The 80th Nevada Legislature has adjourned
Lawmakers finished the 80th legislative session Monday night after passing a series of bills making major policy changes in the state.
The Assembly finished with five minutes to spare before midnight. The Senate cut it much closer, completing its business at 11:59 p.m.
One of the biggest changes is the bill that gives collective bargaining rights to state workers.
During his campaign, Gov. Steve Sisolak promised to provide collective bargaining similar to what local governments throughout Nevada already have. It would allow bargaining not only for wages but benefits, workplace conditions and other issues as well. But the bill contains language that says any increases in pay and benefits are limited to the amount of money available
Opponents said the potential cost is still a half-billion dollars a session.
Lawmakers also approved a completely new formula for funding K-12 education proponents described as student centered, providing funding to students based on need instead of providing the money by district and school. They said that would ensure the students who need the added funding get it even if they aren’t in a Title 1 school. It also increases funding for English Language Learners, those on the edge of poverty, those with disabilities and others with special needs.
The new system will get a trial run over the next two years before actually replacing the historic Nevada Plan to make sure it actually works
Lawmakers enacted sweeping reforms to the state’s criminal justice system proponents say will save $550 million over the coming decade. The core of AB236 is designed to reduce the number of non-violent offenders and parole/probation violators that Nevada puts in prison. Supporters say the goal is to replace incarceration with rehabilitation and treatment. They point out that most individuals sent to prison are in for nonviolent offenses overwhelmingly the result of underlying substance abuse or mental health disorders. It also lowers the penalties for a long list of non-violent offenses and encourages the use of diversion and treatment.

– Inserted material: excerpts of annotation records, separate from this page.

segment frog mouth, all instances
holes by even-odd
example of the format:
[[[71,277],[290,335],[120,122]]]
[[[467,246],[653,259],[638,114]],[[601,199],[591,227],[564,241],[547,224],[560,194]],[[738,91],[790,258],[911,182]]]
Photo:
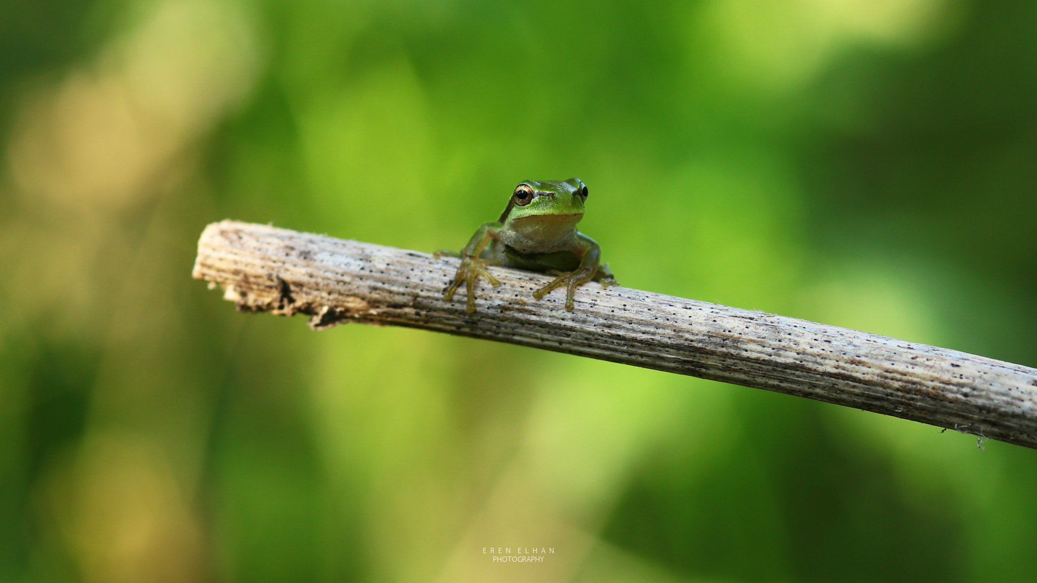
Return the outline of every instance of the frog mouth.
[[[537,239],[553,240],[564,237],[571,232],[572,228],[583,213],[572,213],[568,215],[530,215],[528,217],[516,218],[511,226],[516,231]]]

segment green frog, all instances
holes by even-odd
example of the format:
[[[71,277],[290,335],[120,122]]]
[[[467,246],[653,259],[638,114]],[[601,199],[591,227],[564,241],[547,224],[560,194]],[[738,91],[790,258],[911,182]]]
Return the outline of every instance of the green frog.
[[[452,300],[464,282],[468,289],[466,309],[474,312],[476,279],[482,275],[494,287],[501,284],[486,270],[487,265],[557,275],[554,281],[533,292],[533,298],[540,300],[564,284],[567,310],[572,309],[572,297],[583,283],[618,285],[612,272],[600,263],[601,248],[577,230],[586,201],[587,186],[579,178],[518,183],[501,218],[482,223],[459,254],[435,254],[460,257],[453,283],[443,298]]]

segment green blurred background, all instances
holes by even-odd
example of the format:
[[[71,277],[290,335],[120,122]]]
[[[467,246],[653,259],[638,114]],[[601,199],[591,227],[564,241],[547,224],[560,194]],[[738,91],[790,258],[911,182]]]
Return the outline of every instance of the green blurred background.
[[[1037,451],[190,278],[577,176],[626,286],[1037,366],[1034,2],[0,0],[0,140],[3,581],[1037,580]]]

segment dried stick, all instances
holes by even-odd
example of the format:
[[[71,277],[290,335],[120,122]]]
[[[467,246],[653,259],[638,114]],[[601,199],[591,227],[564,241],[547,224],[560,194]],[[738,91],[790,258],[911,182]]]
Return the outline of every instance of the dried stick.
[[[760,311],[588,283],[576,309],[550,276],[491,268],[478,310],[443,292],[456,258],[223,221],[198,241],[194,277],[241,311],[408,326],[691,374],[873,411],[1037,448],[1037,369]]]

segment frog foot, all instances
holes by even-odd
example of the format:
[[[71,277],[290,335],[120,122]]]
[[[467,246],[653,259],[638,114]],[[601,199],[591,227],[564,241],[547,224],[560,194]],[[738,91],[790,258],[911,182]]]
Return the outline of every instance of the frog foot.
[[[460,266],[457,267],[457,273],[454,274],[454,281],[453,283],[450,284],[450,287],[447,288],[446,293],[443,294],[443,299],[452,300],[453,293],[457,290],[457,286],[459,286],[460,283],[464,281],[465,288],[468,290],[468,305],[465,306],[465,309],[468,311],[468,313],[474,312],[475,280],[479,278],[479,275],[486,276],[486,279],[489,280],[489,284],[493,285],[494,287],[497,287],[498,285],[501,284],[500,281],[497,281],[496,277],[494,277],[493,275],[489,274],[488,271],[486,271],[486,261],[483,261],[482,259],[473,256],[461,257]]]
[[[594,277],[594,272],[595,271],[596,271],[596,268],[593,268],[593,269],[592,268],[580,268],[580,269],[578,269],[576,271],[570,271],[570,272],[560,272],[560,271],[551,270],[548,273],[551,274],[551,275],[557,275],[558,277],[556,277],[555,280],[552,281],[551,283],[544,285],[543,287],[537,289],[536,292],[533,292],[533,297],[536,298],[537,300],[540,300],[544,296],[548,295],[548,292],[551,292],[555,287],[558,287],[559,285],[561,285],[561,284],[564,283],[565,287],[566,287],[566,289],[565,289],[565,309],[571,310],[572,309],[572,296],[576,295],[576,293],[577,293],[577,286],[580,285],[580,284],[582,284],[582,283],[587,283],[588,281],[590,281],[591,278]]]

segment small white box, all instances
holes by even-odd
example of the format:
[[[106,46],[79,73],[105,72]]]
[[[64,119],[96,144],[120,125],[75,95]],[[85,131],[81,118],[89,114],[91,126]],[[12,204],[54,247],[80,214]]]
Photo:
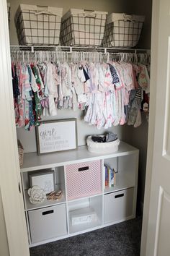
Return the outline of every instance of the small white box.
[[[70,212],[71,225],[79,225],[97,221],[97,213],[93,208],[86,208]]]
[[[67,234],[66,205],[28,211],[32,243]]]

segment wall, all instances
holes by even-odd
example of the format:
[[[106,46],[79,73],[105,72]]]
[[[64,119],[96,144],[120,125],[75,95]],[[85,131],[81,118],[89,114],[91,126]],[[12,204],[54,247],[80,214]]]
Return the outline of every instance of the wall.
[[[1,189],[0,189],[0,231],[0,231],[0,255],[9,256]]]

They voted to remove the statute of limitations on sexual assault cases when there is DNA evidence available to find the perpetrator and decriminalized abortion in Nevada.
They also passed legislation that will compensate people who were wrongfully convicted of a crime and later exonerated. Those who served more than 20 years before being cleared would be entitled to $75,000 for each year as compensation. Lawmakers also passed a law mandating that law enforcement record interrogations to prevent abuses.
Democrats also approved plans to raise the minimum wage in Nevada in 75-cent increments until it hits $12 an hour in 2024.
Lawmakers approved a major bill designed to ensure that people can get access to public records. The bill is designed to make sure governments at all level don’t stonewall those asking for records or attempt to overcharge for the records. The bill includes penalties for willful violations of the open records law.
The Democratic controlled legislature also reversed changes to prevailing wage ruled adopted by the Republican lawmakers in the 2015 session.
Finally, they voted to put a ballot question before voters that would enshrine protections against every kind of discrimination in the Nevada Constitution.
Lawmakers also approved legislation that would join the national movement to elect the president by the popular vote. Gov. Steve Sisolak vetoed the measure saying it would tie Nevada’s electoral college votes to the national vote even if Nevadans disagreed and that it would reduce the power of small states in favor of the most populous states.